Fostering More Democratically Transparent Negotiations

The fair trade coalition could not keep the U.S. Congress from ratifying the North American Free Trade Agreement, but it did help to alter legislators' positions on the specifics of the agreement. In Washington, DC and their home regions, coalition participants mobilized to lobby Congressional representatives and threaten unresponsive ones with loss of votes if they supported the trade pact. On the eve of the crucial vote, it appeared that the trade agreement might not pass because it contained few labor and environmental protections. In response, President Bill Clinton accepted side agreements to ensure enforcement of labor and environmental laws, making the North American Free Trade Agreement the first multi-lateral trade treaty to include such mechanisms, however minimal.

In short, in the early 1990s North American labor and environmental activists made it clear that trade agreements were public business, and that they were not simply about jobs or market rules, but also about the environment, consumer protections, workplace safety, and other matters previously pigeonholed as purely “domestic.” This new understanding soon diffused across the globe, inspiring social activists in many nations to demand access and relevant legal provisions when their governments negotiated trade agreements.

Continuing Struggles over Democratic Scrutiny

Right now, new rounds of debate focus on labor, environmental, and other protections in a proposed Trans-Pacific Partnership Agreement and a new version of the Trans-Atlantic Free Trade Agreement that supporters call the Transatlantic Trade and Investment Partnership.
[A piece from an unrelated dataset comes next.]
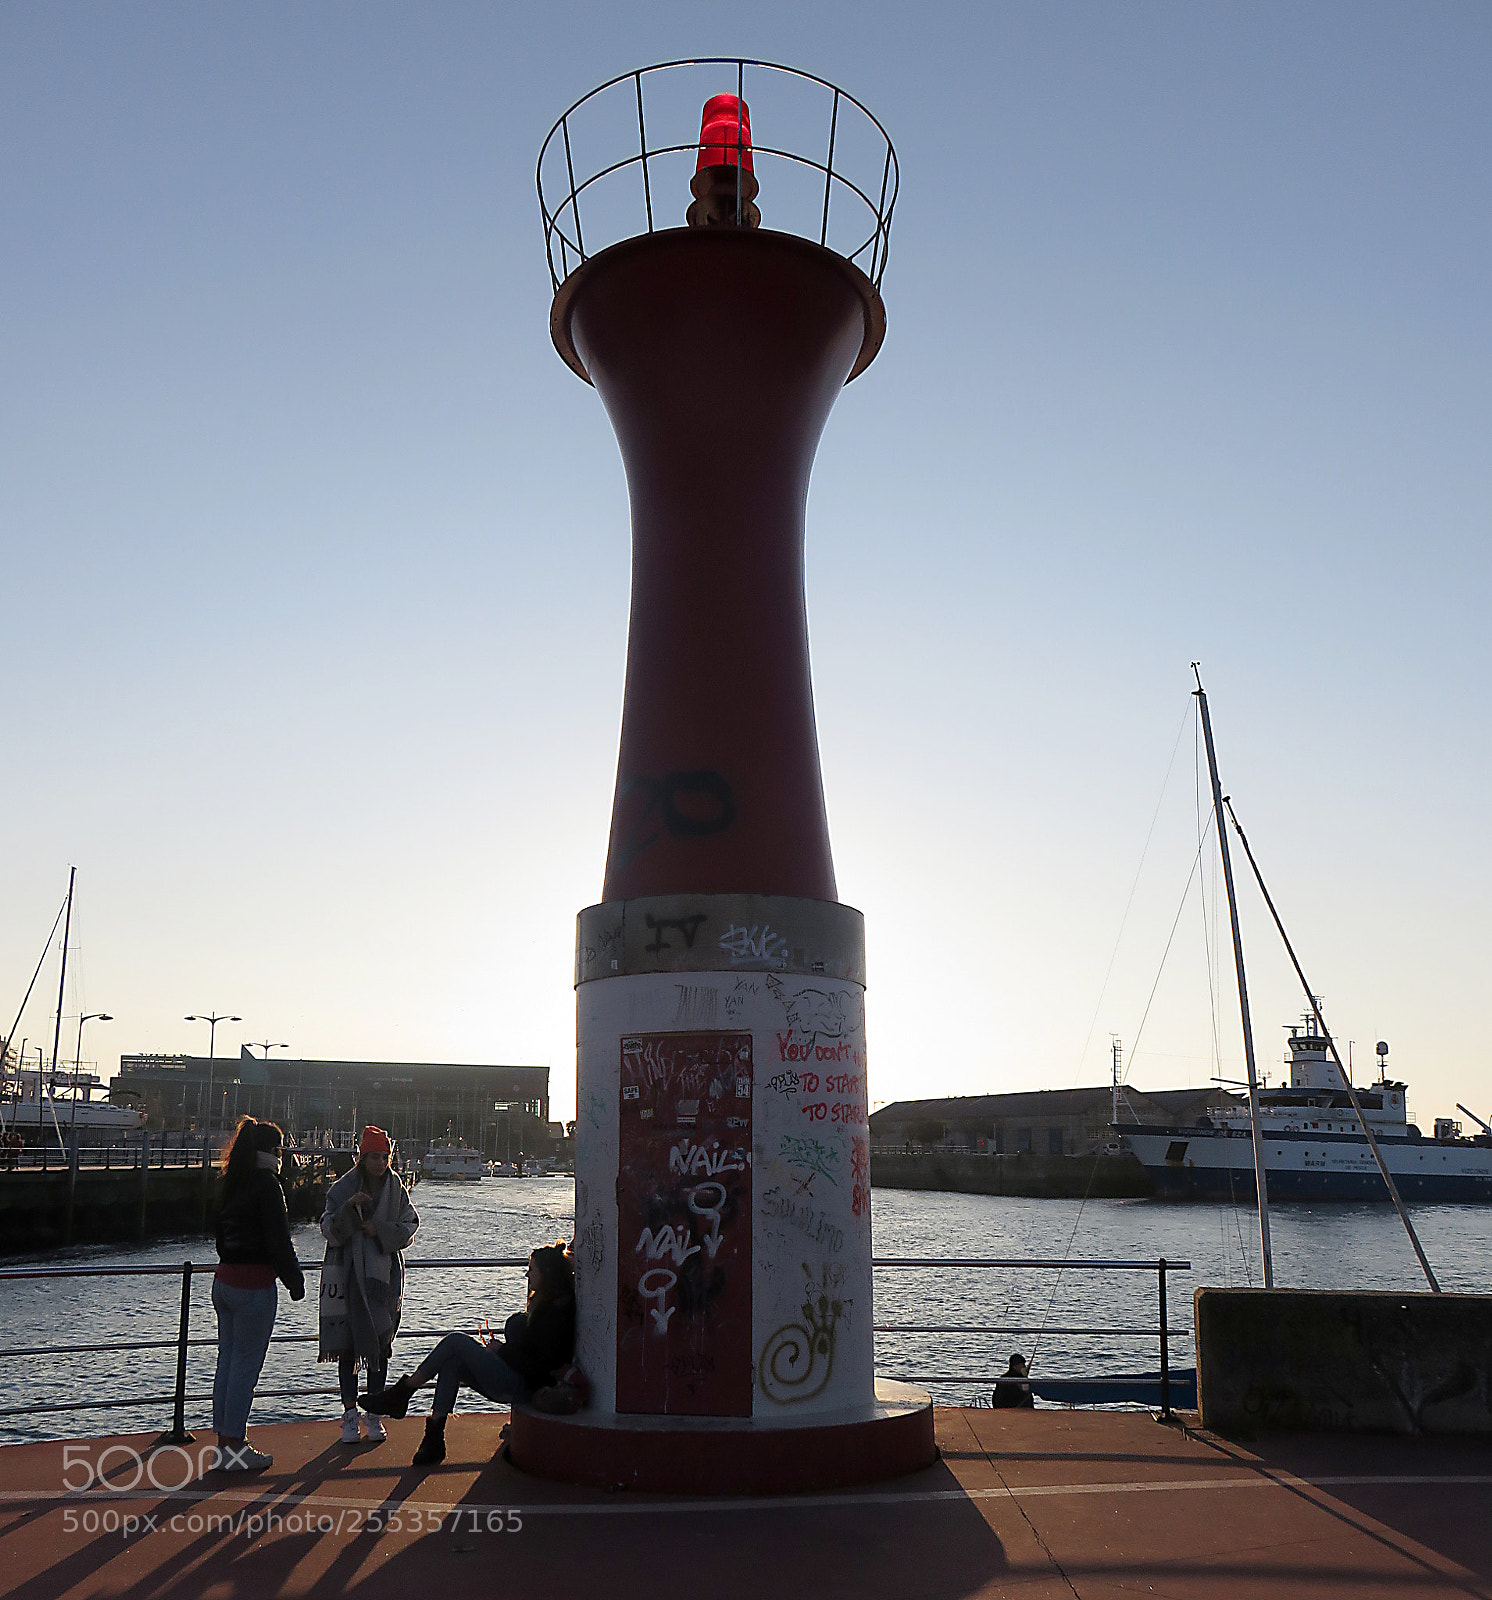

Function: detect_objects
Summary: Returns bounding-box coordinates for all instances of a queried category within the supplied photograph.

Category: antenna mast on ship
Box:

Civil society organizations want to continue the wide-ranging democratic debates that started in the 1990s, but corporations and government agencies have never stopped looking for new ways to avoid public scrutiny of trade negotiations.

Between 1995 and 1997 the Clinton administration tried to conduct secret trade negotiations of the Multilateral Agreement on Investment, which ultimately failed. Currently, the administration of President Barack Obama is likewise trying to negotiate trade agreements in secret, blocking access by Congress and civil society groups to draft documents and negotiating positions. By treating interim documents as classified, the Obama administration is blatantly violating a 2002 sunshine law supported by labor and environmental groups and is also alienating many people in both political parties.

Worse, the Obama administration’s secretive approach shows that it has not learned one of the most important lessons from the 1990s. To be sure, the North American Free Trade Agreement was very flawed, but it was a better international pact than it would have been without input from many affected social groups in the United States, Mexico, and Canada. In coming months and years, any new trade agreements the United States enters into can only benefit from similarly broad democratic input. Trade agreements among nations affect many dimensions of economic and social life and they cannot be left only to self-interested insiders.